The solution to this problem is to use sprites, which are 2D images located outside the video RAM, and somehow superimposed in the main scene. Video units in some of the first personal computers could handle sprites in hardware, but in this project it is realized in software. The sprites are in internal program memory of the MCU and they are combined with video RAM contents to generate the full video signal. That means that there is no way to manipulate the sprite contents, it can only be displayed at the desired location of the screen. As the most of characters in this game are animated, there is a large number of pixels, and each of them represents one frame of that pixel in the animation. Luckily, there is enough space in program memory, both for program, background image and sprite frames. In this case, more than 95% of 512 Kbyte program memory space is used.
Here is the example of Jack's jump. Note that X and Y absolute position on the screen is permanently adjusted during the jump, as well as the order of slides in the jump sequence (which is listed in the script table in the firmware), so it gives much more freedom in creating the Mise en scène for the game - this jump is, in reality, much higher and lasts longer than it may look while just watching those slides.
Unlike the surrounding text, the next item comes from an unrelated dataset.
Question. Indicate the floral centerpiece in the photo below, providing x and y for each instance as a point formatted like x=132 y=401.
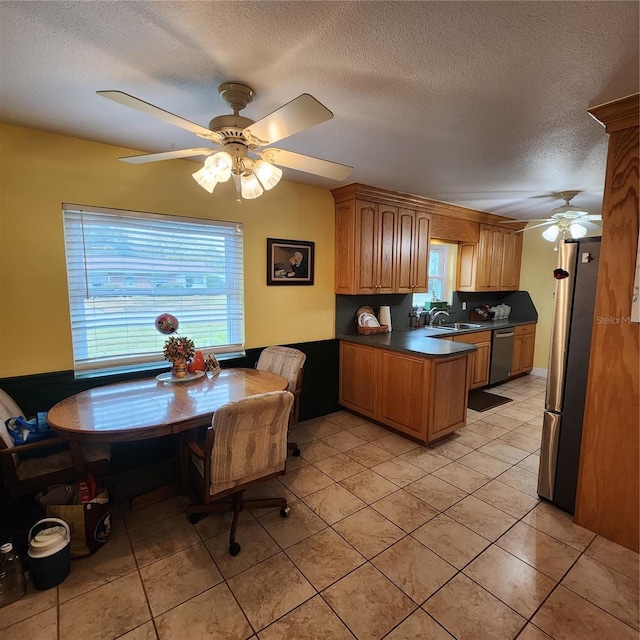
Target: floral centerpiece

Some of those slides are repeated, some used randomly, and most of them are dynamically relocated on the screen. So there is no need to draw the equal slides again, as each of them can be called repeatedly in the script table. In this example, the last five slides are repeated only because of the hair "splash", otherwise slides 11, 12, 13, 14 and 15 could be ommited and listed as 9, 8, 6, 4 and 3 in the script. The same slides are used for jump up and for jump down to the lower floor, but with different script tables.
All that software has to do while servicing the video scenario, is to preset the special sprite registers, determining X and Y positions (relative to the left and upper border of the active portion of the screen), width and height of one slide image, and address of the current slide in program memory. Video firmware, located in the interrupt routine, will superimpose that sprite in the content of the background video memory during RGB signal generation.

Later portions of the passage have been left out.